Training and learning programs are major tools for organizations to use - but only if they are designed, built and managed in a way that actually increases employee productivity. E-learning platforms can be used to increase employee engagement and retention and help improve the productivity and performance of both individuals and the company as a whole. Relying on traditional approaches, though, such as self-assessments or PowerPoint presentations is not sufficient in today's ever-evolving world of technological advancements and artificial intelligence. Those who rely on outdated, run-of-the-mill strategies and programs are putting themselves at a severe disadvantage.

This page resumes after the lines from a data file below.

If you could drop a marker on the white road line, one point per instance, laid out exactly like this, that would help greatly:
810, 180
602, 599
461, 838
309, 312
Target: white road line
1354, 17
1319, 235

Research has found that today's workers want training, learning and growth opportunities from employers. But they also want them a certain way. The vast amounts of data that companies now have available to them present an advantageous opportunity to enhance and personalize e-learning. And it is the collection, analysis, interpretation and presentation of this information that can make the difference between a mediocre training program and a successful one.
Strategic solutions for digital learning development
The benefits of corporate learning solutions can be realized only when content creators are able to adapt and leverage analytics to obtain better insight and guidance on how to improve the user experience. This information can help managers understand what is and isn't necessary to use in training materials, ultimately making the education delivery more efficient. As Jim Walker pointed out in a piece for Training Industry, using predictive analytics allows business leaders to customize content in accordance with the preferred learning style of individual users - something that the advanced algorithms of e-learning tools now allow. By improving the effectiveness of these programs through data analysis, businesses are able to increase participation, engagement and, therefore, retention rates - resulting in a better return on investment for the organization.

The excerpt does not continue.